Mikelle’s sister, Kimber, said Wednesday she doesn’t believe the missing girl wrote that note, and she’s experienced a flood of disquieting emotions since learning of it.
“It definitely caught me off guard and at first was quite upsetting,” she told InsideEdition.com. “Now, after some reflection and speaking with my family, I feel it may be a cruel joke.”
The bill was reported to police in Neenah, Wis., and Kimber saw it posted on a Facebook page dedicated to info and tips about her sister’s kidnapping.

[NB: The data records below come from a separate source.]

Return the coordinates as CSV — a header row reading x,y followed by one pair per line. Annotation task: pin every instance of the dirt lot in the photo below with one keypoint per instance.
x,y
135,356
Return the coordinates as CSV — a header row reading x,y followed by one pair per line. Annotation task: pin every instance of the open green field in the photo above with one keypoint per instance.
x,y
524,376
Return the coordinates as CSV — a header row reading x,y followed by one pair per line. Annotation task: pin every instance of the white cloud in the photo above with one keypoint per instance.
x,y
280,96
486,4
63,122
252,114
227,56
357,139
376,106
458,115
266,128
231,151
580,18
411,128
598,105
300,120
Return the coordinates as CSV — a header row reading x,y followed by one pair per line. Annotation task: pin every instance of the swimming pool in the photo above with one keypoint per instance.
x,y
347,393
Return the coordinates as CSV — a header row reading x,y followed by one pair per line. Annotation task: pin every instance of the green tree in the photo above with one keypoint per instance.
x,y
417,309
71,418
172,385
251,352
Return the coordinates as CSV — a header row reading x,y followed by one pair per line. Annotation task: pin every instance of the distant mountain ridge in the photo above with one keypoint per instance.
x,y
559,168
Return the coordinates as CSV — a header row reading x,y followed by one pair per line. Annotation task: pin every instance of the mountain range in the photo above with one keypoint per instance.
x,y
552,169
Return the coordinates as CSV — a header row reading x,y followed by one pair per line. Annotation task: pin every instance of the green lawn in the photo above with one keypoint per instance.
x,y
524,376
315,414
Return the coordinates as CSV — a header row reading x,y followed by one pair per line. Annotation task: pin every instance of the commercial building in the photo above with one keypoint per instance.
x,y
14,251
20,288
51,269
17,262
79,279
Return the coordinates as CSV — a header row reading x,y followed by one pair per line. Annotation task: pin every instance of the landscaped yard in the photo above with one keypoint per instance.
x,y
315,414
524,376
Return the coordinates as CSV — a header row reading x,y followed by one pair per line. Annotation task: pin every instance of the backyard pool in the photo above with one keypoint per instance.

Mikelle and Kimber were outside playing when they thought they heard music coming from an approaching ice cream truck. Mikelle asked their mother for money and was given 50 cents. The street lights were coming on and it was getting chilly. Kimber, who was 9, ran home to get a sweater, leaving Mikelle pedaling in the street, four houses down from the Biggs’ home.
When she came inside, Kimber’s mom told her to go back and get Mikelle and come home. It would be dark soon, and the ice cream truck hadn’t shown up.
Kimber, now 28 with a child of her own, says she was gone for all of 90 seconds when she went back out to retrieve her older sister. But Mikelle was gone. The bicycle she had been riding, which was Kimber’s, was lying in the street.
“A lot of details are fuzzy,” Kimber said. “But I have never forgotten the sight of my bike that she had been riding, lying on its side in the road, [a] tire still spinning.”
Mikelle has not been seen since.
The Biggs believe Mikelle’s abductor was a neighborhood man who was later convicted of rape. But police found no evidence linking him to the child’s disappearance.
Kimber said she asked her mother this week if the handwriting on the $1 bill looked like Mikelle’s. She said, “It definitely didn’t look the same. Mikelle wrote very small and neat.”
Kimber also said her sister would never misspell her own name.
Police are investigating and will seek handwriting analysis on the note, authorities said.
Meanwhile, the Biggs remain committed to finding out what happened to Mikelle.